Newly Discovered Roles for B₁₂ as an Active Cofactor in Nitric Oxide Metabolism

Glutathionyl-cobalamin (GSHCbl) is an intermediate in cobalamin metabolism. GSHCbl is a newly proposed active form of B₁₂, a cofactor affecting nitric oxide production, protection, and action in reactions associated with cell membranes.34,35 Those effects may have profound implications for vascular and immune health, but the results of those studies are preliminary.36–39

Supplementation with AdCbl has been shown to modulate the immune response by downregulating excess inflammatory processes that are mediated by inducible nitric oxide.37 That fact may explain why B₁₂ supplementation has been shown to reduce the severity of autoimmune conditions, such as rheumatoid40 and atopic dermatitis.41 It is likely that all forms of B₁₂ may have those effects, because they are all converted to intracellular GSHCbl.
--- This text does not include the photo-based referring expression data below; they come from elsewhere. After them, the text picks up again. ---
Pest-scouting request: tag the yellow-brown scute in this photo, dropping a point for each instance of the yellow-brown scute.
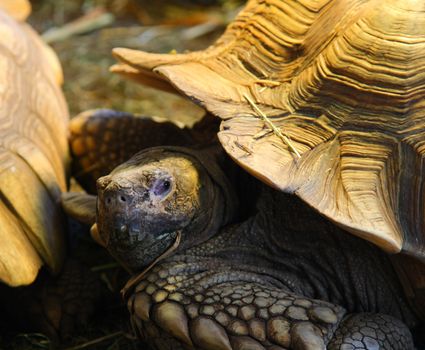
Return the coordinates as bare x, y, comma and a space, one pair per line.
33, 151
345, 82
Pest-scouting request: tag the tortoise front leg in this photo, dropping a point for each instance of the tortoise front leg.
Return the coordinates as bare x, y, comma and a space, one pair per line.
197, 305
191, 306
371, 331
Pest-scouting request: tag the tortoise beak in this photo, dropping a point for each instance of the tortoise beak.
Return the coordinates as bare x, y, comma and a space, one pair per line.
125, 227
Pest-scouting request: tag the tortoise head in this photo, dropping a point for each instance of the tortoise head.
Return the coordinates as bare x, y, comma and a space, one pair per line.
161, 199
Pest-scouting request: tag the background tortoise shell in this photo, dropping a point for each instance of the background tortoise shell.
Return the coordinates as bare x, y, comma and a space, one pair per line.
345, 83
33, 150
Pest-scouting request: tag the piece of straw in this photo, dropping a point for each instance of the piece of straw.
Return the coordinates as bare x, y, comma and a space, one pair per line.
270, 124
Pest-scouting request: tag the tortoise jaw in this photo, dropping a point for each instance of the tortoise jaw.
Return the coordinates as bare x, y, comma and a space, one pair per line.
138, 277
135, 248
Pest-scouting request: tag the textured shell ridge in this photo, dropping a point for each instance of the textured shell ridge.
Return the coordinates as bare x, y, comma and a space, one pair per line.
33, 155
345, 82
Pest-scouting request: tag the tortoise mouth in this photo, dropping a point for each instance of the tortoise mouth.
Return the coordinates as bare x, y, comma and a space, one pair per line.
139, 250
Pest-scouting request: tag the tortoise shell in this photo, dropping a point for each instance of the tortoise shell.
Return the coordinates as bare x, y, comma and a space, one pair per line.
33, 150
321, 98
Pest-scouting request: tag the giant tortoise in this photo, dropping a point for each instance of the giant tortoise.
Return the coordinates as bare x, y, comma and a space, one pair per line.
319, 99
34, 162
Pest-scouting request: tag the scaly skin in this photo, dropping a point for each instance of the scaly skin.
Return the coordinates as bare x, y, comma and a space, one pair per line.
275, 281
283, 278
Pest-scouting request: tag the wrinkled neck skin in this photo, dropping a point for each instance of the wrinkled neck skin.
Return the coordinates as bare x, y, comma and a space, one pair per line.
287, 245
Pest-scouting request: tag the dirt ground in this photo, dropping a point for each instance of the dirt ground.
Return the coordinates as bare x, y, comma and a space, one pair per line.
83, 32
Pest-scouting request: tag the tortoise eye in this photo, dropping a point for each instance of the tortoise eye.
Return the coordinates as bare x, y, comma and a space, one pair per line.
161, 187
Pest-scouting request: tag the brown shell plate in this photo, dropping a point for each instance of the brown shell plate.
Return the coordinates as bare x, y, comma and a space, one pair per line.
344, 82
33, 153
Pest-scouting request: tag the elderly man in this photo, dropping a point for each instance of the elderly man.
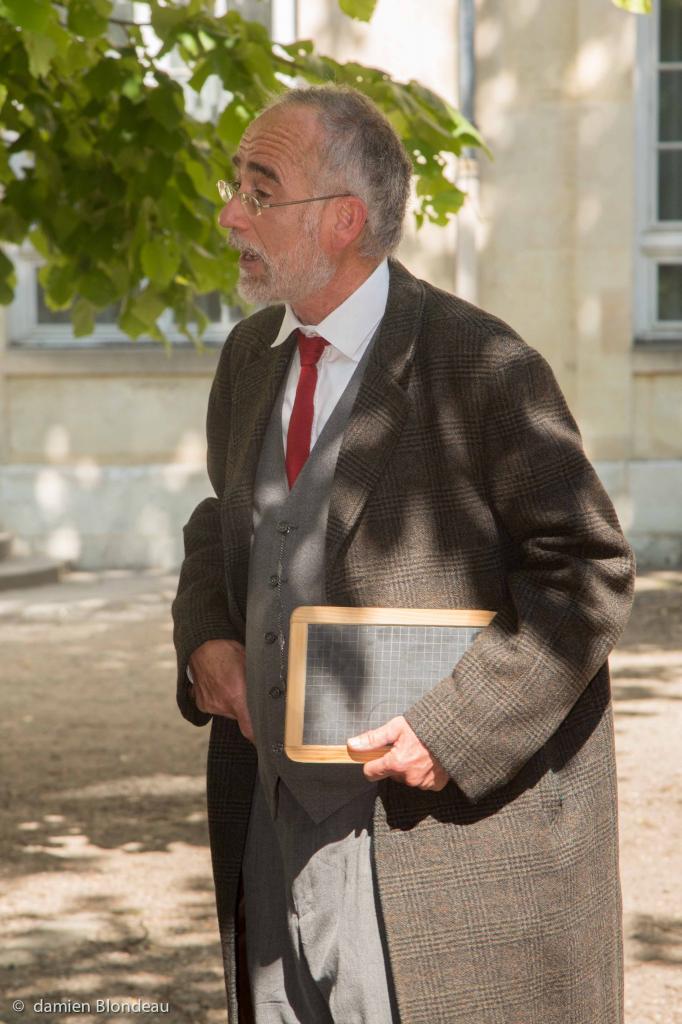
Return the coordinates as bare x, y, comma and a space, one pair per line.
373, 440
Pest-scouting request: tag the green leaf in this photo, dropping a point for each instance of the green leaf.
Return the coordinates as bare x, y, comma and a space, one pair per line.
58, 285
31, 14
165, 102
359, 9
85, 19
96, 288
147, 306
201, 179
41, 51
634, 6
103, 77
161, 259
82, 316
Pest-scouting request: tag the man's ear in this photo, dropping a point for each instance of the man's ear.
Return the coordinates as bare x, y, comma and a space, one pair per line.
348, 220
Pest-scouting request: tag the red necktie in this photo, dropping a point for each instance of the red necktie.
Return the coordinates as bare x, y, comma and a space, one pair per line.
300, 424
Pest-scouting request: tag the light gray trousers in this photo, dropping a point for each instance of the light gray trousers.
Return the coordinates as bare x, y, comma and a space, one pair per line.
314, 949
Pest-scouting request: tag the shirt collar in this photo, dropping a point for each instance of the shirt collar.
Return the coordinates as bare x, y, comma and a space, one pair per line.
347, 326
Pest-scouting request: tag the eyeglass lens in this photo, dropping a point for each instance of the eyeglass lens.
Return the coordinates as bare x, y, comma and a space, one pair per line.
227, 190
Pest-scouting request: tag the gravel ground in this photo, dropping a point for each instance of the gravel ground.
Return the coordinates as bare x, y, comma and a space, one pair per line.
105, 882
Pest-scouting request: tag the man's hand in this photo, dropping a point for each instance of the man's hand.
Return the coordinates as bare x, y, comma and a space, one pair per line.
219, 681
408, 761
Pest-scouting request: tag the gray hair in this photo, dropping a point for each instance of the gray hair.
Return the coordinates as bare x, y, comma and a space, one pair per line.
360, 154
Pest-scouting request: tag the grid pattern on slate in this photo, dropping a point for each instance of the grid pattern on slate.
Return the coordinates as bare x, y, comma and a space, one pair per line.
359, 676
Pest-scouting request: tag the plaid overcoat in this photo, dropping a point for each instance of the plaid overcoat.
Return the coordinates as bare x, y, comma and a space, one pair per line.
461, 482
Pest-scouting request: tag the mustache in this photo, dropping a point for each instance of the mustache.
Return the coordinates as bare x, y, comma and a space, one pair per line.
244, 247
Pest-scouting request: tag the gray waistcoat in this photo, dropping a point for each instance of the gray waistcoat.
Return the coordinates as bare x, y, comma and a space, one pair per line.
287, 569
B₁₂ Assimilation-related Genetic Polymorphisms

Genetic polymorphisms related to vitamin B₁₂ assimilation are thought to be responsible for a difficulty optimizing B₁₂ status in certain individuals, despite their adequate intake from food and/or supplemental B₁₂.6,26,31,42–47 Figure 1 illustrates a multitude of metabolic steps where genetic polymorphisms (SNPs) might impair B₁₂ absorption, blood transport, cellular uptake, and intracellular conversion to active forms.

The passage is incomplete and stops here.